Chloe Bennet plays Yi in “Abominable” that came out this year. Photo from IMDB.

“Abominable,” which is the latest animated film from DreamWorks Animation follows a girl named Ye who discovers a Yeti living on her roof before vowing to bring him back home to Mount Everest. 

The film follows the basic structure of a modern-day animated film with characters going on a journey somewhere out of the ordinary and yet this film utilizes its story to its advantage. “Abominable” is a pretty good animated adventure with enough well written characters and gorgeous animation to make up for its mediocre humor and cliched villains. 

The film has the charm and heart that is missing from a lot of recent animated films due to it’s mainly likable characters and subtle moments strategically placed throughout the film. Particularly the characters of Yi (Chloe Bennet), and Everest (Joseph Izzo) are very well developed without relying on constant exposition that tells how the characters are feeling.  
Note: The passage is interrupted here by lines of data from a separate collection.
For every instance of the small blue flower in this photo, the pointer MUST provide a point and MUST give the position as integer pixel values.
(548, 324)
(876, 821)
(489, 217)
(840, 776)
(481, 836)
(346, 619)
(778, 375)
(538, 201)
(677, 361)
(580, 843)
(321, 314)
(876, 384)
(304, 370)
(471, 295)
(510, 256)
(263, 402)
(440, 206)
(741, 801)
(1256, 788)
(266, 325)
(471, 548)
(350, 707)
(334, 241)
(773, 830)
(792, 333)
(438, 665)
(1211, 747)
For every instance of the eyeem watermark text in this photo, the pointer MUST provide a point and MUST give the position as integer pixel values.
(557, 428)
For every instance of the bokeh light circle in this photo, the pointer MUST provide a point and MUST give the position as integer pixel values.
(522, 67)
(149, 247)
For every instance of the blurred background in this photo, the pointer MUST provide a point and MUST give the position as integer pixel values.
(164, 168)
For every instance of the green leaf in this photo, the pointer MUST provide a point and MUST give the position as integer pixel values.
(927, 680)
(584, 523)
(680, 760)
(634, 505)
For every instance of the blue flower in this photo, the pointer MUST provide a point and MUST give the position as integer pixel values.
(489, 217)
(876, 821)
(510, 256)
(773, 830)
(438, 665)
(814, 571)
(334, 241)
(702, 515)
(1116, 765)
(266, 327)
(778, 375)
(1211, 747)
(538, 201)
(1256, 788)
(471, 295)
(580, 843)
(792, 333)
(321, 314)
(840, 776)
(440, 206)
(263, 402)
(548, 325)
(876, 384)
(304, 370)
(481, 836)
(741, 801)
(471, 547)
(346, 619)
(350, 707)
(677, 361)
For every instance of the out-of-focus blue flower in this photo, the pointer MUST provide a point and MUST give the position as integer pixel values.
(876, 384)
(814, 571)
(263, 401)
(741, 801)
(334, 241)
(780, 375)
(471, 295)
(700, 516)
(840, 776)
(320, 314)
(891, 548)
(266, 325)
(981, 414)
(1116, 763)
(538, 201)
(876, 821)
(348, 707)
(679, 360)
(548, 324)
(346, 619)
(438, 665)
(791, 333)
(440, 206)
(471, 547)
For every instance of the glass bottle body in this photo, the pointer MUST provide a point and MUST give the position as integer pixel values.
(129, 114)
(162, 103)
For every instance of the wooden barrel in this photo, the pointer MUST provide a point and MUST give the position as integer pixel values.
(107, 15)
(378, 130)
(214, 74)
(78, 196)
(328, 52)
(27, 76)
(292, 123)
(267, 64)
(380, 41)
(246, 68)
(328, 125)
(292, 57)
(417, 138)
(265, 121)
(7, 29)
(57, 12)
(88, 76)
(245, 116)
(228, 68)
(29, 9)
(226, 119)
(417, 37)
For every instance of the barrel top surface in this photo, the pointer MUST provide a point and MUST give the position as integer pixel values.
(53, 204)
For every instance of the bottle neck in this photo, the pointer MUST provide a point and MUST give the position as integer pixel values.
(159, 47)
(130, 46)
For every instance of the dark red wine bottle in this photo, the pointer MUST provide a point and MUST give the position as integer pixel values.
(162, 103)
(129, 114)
“Abominable” has a lot of slow, quiet moments that really invest the audience in the characters in-between its otherwise fast pace. When Yi first encounters Everest on her roof hideout simply uses the music and facial expressions of the characters to bring suspense. 

Furthermore, the film utilizes a lot of beautiful background animation and magic elements without overbearing its welcome. The magic elements of Everest feel earnest and interesting because they both improve the flow of the story while not making anything easy on the character’s journey. Even the generic comic relief characters of Jin (Tenzing Norgay Trainor) and Peng (Albert Tsai) are given just enough development and human qualities to care more about them than their thinly defined character traits in the opening. 
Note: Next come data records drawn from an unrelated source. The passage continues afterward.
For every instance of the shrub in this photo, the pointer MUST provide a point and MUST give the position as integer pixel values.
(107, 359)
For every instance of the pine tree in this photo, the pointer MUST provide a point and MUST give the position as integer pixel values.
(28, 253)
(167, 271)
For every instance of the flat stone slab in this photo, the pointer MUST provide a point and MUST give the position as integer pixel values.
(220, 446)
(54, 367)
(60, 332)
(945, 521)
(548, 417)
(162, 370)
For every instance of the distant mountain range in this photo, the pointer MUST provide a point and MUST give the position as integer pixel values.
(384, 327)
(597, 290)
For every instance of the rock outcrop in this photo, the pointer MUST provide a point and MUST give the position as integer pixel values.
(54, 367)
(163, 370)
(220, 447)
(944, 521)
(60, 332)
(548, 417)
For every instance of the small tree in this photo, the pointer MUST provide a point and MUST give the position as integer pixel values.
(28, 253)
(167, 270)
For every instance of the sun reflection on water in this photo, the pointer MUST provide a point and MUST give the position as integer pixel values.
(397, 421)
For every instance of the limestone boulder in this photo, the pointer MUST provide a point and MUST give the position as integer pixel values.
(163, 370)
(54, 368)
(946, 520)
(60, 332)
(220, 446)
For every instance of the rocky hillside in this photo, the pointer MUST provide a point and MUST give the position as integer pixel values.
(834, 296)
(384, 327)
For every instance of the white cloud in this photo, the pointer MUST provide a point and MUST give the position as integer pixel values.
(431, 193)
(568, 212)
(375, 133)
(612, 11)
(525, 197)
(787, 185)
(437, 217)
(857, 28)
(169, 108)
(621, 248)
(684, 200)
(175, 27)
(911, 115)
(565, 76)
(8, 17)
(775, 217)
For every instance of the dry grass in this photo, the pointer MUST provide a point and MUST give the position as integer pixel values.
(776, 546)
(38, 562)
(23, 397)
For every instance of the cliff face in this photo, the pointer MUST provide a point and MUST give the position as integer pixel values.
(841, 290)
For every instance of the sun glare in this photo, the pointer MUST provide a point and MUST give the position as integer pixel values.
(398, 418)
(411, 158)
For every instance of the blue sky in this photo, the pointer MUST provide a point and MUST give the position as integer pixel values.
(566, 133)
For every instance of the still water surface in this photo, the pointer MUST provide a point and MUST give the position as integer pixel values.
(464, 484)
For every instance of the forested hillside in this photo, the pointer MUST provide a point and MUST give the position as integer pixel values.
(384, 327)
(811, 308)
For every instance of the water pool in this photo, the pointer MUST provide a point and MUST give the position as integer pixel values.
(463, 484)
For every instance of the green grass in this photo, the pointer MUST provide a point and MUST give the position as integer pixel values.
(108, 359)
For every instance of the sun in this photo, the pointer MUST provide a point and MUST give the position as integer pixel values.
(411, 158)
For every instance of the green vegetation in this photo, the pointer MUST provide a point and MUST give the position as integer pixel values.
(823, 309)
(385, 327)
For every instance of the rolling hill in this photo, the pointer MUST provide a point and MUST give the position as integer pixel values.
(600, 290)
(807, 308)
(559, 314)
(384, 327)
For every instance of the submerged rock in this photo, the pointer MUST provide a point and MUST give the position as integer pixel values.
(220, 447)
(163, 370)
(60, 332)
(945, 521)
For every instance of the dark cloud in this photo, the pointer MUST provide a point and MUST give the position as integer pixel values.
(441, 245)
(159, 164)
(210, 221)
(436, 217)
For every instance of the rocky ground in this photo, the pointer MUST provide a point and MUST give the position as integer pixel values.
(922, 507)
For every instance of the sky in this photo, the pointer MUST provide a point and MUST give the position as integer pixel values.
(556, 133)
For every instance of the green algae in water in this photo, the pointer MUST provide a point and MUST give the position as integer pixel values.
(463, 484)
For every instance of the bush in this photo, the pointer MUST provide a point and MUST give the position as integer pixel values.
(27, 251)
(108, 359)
 In contrast, the film does falter with its over the top villains that seem to have the range of yelling or being quietly devious for very little reason. The film even takes it’s time to really get into its interesting adventure with its mediocre first 30 minutes. 

While the film’s opening moments of the Yeti’s escape are visually interesting, the film takes a bit too long and meanders on a lot of jokes that just do not work within the otherwise kind of dark story. One moment towards the films climax goes in a very unexpectedly dark direction that really throws its audience off balance based on what they have seen prior. 

“Abominable” does suffer from inconsistent humor that barely works for its older viewers  because it is either very obvious or slightly clever sight gags such as a whooping snake that keeps showing up throughout the film. Overall, “Abominable” is pretty good animated adventure with well-developed characters, gorgeous animation and some necessary quiet moments that help make its standard story, lackluster humor and cliched villains slightly entertaining by its end. For me, “Abominable” is a seven out of 10.